After being eulogized in “Who Killed the Electric Car?” electric vehicles have risen from the dead. And, like other representatives of the Undead, they may have vengeance on their minds. 

Director Chris Paine’s new film, “Revenge of the Electric Car,’’ premiered this spring at the Tribeca Film Festival in New York. Paine and crew spent three years exploring the super-secret efforts of General Motors, Nissan and Tesla to develop a marketable electric vehicle.

Edited to make the documentary look like a summer action thriller, the movie trailer features robot welders, bombastic music, engine noise, smoke, lightning and GM exec Bob Lutz recalling, “I got a flood of emails saying, ‘You sold out to the oil companies and you killed my grandchildren. I hope you rot in hell.’ ”

In the real world, things are moving more slowly.

Right now the only EV dealership in Colorado is the Tesla showroom on Pearl Street in Boulder. Electric versions of the Fiat 500, Honda Fit, Mazda 2, Audi R8 and Ford Focus are due to roll out in 2011 and 2012. Electric innovation has also spawned newcomers to the auto industry, including start-up carmakers like Fisker, Think, Wheego and Zap.

Car charging stations are easy to find in metro areas where you can buy a Nissan Leaf or Chevy Volt, including cities in California, Texas and the Pacific Northwest. In states like Colorado, one of the items being debated is whether pricey EV infrastructure should lead or follow vehicle sales.

According to the Rocky Mountain Institute, data from BMW’s MiniE test program shows that three-quarters of studied EV drivers live within 20 miles of work and that “range anxiety” diminishes as people get to know their vehicles.
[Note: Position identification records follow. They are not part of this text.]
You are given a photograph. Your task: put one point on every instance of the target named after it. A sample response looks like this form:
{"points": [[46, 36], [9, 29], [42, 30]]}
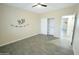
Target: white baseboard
{"points": [[16, 40]]}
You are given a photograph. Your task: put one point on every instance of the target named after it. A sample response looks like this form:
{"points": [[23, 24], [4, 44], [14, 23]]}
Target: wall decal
{"points": [[20, 23]]}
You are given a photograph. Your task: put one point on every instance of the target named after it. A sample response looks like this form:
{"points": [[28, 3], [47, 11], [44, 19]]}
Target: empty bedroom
{"points": [[39, 28]]}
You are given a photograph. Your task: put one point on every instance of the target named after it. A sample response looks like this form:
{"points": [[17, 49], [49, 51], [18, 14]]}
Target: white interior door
{"points": [[50, 26], [67, 27]]}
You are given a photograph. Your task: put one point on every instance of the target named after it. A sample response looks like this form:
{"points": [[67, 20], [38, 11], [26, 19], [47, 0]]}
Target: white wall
{"points": [[8, 16], [57, 14], [43, 26]]}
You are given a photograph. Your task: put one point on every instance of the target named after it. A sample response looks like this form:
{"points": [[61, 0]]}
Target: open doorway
{"points": [[67, 29]]}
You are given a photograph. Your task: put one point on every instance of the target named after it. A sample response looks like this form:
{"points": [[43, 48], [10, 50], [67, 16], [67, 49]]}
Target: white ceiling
{"points": [[50, 6]]}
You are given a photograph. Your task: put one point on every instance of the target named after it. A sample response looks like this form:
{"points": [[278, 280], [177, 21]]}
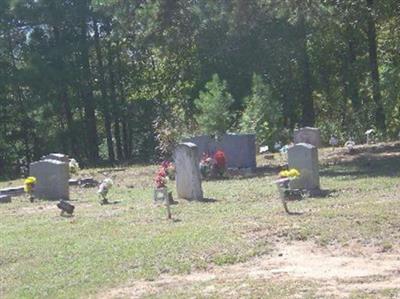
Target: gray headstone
{"points": [[308, 135], [5, 198], [188, 177], [239, 149], [56, 156], [13, 191], [52, 179], [304, 157]]}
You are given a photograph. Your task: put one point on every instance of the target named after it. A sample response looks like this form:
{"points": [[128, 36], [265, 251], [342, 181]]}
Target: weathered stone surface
{"points": [[5, 198], [188, 177], [56, 156], [239, 149], [52, 179], [304, 157], [13, 191], [308, 135]]}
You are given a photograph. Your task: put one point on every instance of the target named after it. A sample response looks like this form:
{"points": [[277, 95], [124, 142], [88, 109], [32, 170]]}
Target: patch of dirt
{"points": [[337, 271]]}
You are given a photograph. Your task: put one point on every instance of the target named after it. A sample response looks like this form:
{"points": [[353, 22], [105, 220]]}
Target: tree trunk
{"points": [[115, 104], [103, 89], [308, 113], [126, 111], [87, 92], [373, 64]]}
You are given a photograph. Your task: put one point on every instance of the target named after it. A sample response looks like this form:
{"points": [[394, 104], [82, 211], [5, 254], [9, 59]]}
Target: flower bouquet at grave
{"points": [[220, 163], [206, 165], [169, 169], [73, 166], [104, 187], [29, 184], [161, 185], [287, 194], [161, 178]]}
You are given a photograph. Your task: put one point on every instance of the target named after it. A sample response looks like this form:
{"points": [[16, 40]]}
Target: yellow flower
{"points": [[294, 172], [284, 174], [28, 183]]}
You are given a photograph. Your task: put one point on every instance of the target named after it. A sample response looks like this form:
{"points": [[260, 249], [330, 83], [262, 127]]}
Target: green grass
{"points": [[43, 255]]}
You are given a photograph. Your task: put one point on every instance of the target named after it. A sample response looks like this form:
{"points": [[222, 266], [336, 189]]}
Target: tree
{"points": [[263, 113], [214, 116]]}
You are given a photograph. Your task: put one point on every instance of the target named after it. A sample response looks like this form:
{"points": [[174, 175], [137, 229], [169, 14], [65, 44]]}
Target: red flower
{"points": [[220, 159]]}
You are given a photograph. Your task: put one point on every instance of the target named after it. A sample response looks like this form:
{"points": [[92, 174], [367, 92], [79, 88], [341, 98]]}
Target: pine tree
{"points": [[262, 114], [213, 104]]}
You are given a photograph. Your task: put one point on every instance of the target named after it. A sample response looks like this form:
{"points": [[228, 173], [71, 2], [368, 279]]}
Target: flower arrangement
{"points": [[104, 187], [350, 144], [220, 165], [73, 166], [161, 178], [291, 173], [285, 191], [169, 169], [206, 165], [29, 184]]}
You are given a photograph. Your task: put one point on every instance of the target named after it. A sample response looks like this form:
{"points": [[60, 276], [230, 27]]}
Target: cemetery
{"points": [[199, 149], [190, 245]]}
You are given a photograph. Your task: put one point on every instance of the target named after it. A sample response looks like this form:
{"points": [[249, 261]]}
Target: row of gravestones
{"points": [[52, 171], [302, 156]]}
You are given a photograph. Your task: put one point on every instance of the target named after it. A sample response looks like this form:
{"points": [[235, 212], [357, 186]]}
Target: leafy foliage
{"points": [[263, 113], [214, 104]]}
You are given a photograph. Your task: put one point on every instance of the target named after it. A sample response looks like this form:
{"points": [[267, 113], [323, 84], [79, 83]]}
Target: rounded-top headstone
{"points": [[188, 177], [304, 157]]}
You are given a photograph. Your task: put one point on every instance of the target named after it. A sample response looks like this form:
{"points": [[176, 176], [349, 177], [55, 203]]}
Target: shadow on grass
{"points": [[208, 200], [364, 166], [241, 174], [321, 193], [110, 203]]}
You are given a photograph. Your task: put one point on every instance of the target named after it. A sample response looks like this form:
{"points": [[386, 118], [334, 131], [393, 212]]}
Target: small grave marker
{"points": [[52, 179]]}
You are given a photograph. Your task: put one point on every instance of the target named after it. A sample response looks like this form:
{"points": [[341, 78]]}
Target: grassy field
{"points": [[104, 249]]}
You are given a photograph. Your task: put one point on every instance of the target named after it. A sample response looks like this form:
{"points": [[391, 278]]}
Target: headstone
{"points": [[13, 191], [240, 149], [52, 179], [304, 157], [308, 135], [5, 198], [56, 156], [188, 177]]}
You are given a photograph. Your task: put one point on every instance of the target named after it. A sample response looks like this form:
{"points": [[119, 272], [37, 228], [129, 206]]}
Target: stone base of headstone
{"points": [[5, 198], [160, 194]]}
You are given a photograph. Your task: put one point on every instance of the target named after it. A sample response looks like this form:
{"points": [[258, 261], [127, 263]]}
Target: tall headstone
{"points": [[239, 149], [308, 135], [52, 179], [56, 156], [188, 177], [304, 157]]}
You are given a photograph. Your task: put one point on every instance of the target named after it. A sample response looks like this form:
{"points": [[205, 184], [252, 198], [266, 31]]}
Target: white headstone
{"points": [[56, 156], [308, 135], [188, 177], [304, 157], [52, 179]]}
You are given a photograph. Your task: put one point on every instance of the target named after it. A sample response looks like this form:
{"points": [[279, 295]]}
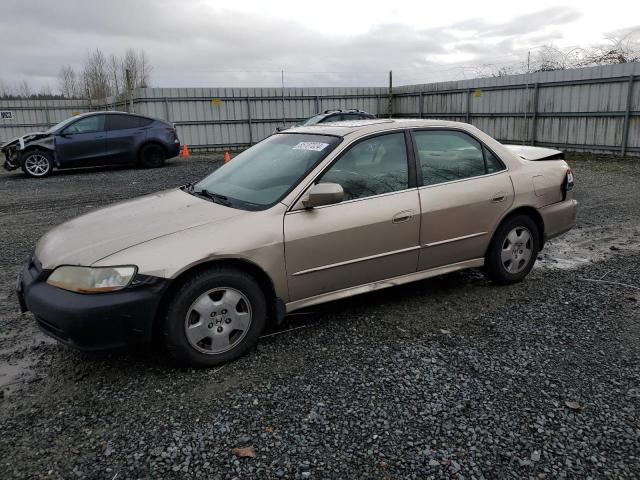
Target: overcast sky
{"points": [[246, 43]]}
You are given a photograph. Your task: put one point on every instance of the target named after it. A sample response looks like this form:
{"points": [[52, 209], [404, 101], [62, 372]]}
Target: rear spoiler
{"points": [[536, 153]]}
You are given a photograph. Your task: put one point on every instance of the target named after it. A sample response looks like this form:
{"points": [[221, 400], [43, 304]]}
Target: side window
{"points": [[447, 155], [122, 122], [145, 122], [92, 124], [371, 167]]}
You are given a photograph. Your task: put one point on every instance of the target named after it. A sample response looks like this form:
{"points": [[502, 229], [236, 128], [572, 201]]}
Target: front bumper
{"points": [[91, 322], [11, 162]]}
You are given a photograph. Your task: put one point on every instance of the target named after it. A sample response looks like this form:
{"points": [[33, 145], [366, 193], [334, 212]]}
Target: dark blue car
{"points": [[92, 139]]}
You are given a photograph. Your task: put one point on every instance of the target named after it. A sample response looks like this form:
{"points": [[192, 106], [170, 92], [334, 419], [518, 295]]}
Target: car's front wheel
{"points": [[37, 164], [214, 317], [513, 250], [152, 156]]}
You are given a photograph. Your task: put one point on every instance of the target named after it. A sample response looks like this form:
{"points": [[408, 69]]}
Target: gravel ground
{"points": [[449, 377]]}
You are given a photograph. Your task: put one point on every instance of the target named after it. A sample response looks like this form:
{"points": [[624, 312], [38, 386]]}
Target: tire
{"points": [[37, 163], [513, 250], [152, 156], [214, 317]]}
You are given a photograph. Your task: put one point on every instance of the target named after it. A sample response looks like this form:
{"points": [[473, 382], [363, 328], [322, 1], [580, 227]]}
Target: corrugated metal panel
{"points": [[574, 107], [584, 109]]}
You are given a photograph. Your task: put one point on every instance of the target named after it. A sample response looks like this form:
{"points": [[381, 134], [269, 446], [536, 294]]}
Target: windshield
{"points": [[62, 124], [262, 175], [313, 120]]}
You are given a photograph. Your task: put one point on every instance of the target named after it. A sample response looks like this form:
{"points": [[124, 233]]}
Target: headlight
{"points": [[92, 279]]}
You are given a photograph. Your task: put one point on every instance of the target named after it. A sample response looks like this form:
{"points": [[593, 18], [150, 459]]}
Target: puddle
{"points": [[18, 360], [583, 246]]}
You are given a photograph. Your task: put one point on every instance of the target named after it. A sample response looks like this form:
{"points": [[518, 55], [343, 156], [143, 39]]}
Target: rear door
{"points": [[83, 143], [124, 134], [372, 235], [465, 192]]}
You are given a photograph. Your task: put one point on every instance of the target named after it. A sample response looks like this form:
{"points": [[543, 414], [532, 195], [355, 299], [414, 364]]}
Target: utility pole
{"points": [[127, 74], [390, 106]]}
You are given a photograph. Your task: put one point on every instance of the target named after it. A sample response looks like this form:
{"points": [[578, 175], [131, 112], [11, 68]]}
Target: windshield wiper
{"points": [[214, 197]]}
Most important, two-thirds of respondents said that driving an EV changed the way they thought about energy use in other aspects of their lives.

In Colorado, the best place to recharge your plug-in EV remains your own garage, using a regular 120- or 240-volt outlet. Networks like ChargePoint and Arvada-based GoSmart Technologies are expanding, setting up locations and launching mobile apps that let drivers reserve time and be notified when their EV is charged up and ready to go. There are now public charging stations at Canopy Airport Parking at DIA, the Hyatt Regency at the Colorado Convention Center and the Elements hotel at Park Meadows, plus public buildings, including the University of Colorado, Boulder (on Kittredge Loop by the law school), and Superior City Hall.

Boulder-based Pike Research estimates there will be 1 million charging stations across the country by 2015. Analyst Dave Hurst believes that demand for electricity to power electric cars won’t burden the nation’s power grid, even in EV-heavy places like California.

Energy companies are planning now for more capacity and Smart Grid connectivity to enable EV owners to “gas up” when rates and demand are lowest.  And with rooftop solar arrays growing in popularity and coming down in price, powering a car with your home-grown solar electricity is expected to grow easier.

In April, Gov. John Hickenlooper joined with U.S. Energy Secretary Steven Chu and Transportation Secretary Ray LaHood to announce new steps to speed up the roll-out of electric vehicles. Chu announced $5 million in new funding for community efforts to deploy electric vehicle infrastructure and charging stations.

Additionally, the officials announced that the National Renewable Energy Laboratory in Golden will join with Google and more than 80 stakeholders  to make it easier to find charging stations around the nation. Drawing on Google Maps, this new collaboration will coordinate an online network of all U.S. charging stations and will serve as the primary data source for GPS and mapping services tracking electric vehicle charging locations. The data will be housed at the Alternative Fuels and Advanced Vehicles Data Center (AFDC)

 “Through this collaboration, key players from the electric vehicle and online mapping industries are coming together to ensure a consistent source of charging station location data that will allow consumers to find every charging station throughout the country,” said NREL Project Manager Witt Sparks.

As Colorado emerges from the recession, Hickenlooper noted that electric vehicles, along with myriad other transportation alternatives, will play an important role in residents’ mobility while protecting their wallets.

Find out more:

If you’re planning a road trip, the U.S. Dept. of Energy offers an alternative fuel finder to lead you to your next fill-up, whether it be an electric charge, compressed natural gas, liquid propane, hydrogen or biofuels.

The Sierra Club’s Go Electric campaign is promoting plug-in electric vehicles and advocating for incentives at the federal, state and local level, ranging from tax credits to HOV lanes for EVs.

Go Electric Drive offers a collection of resources for the EV buyer or converter, including a calculator to estimate how a household’s carbon footprint will shrink once weaned from fossil vehicle fuel.

And Men’s Journal writer Ezra Dyer offers this valedictory, based on driving a candy-apple red Nissan Leaf: “in terms of hushed, silky smoothness, this thing drives like a mini Rolls-Royce. … And since the low-slung battery pack drops the car’s center of gravity, the Leaf is actually fun to hustle on a canyon road.”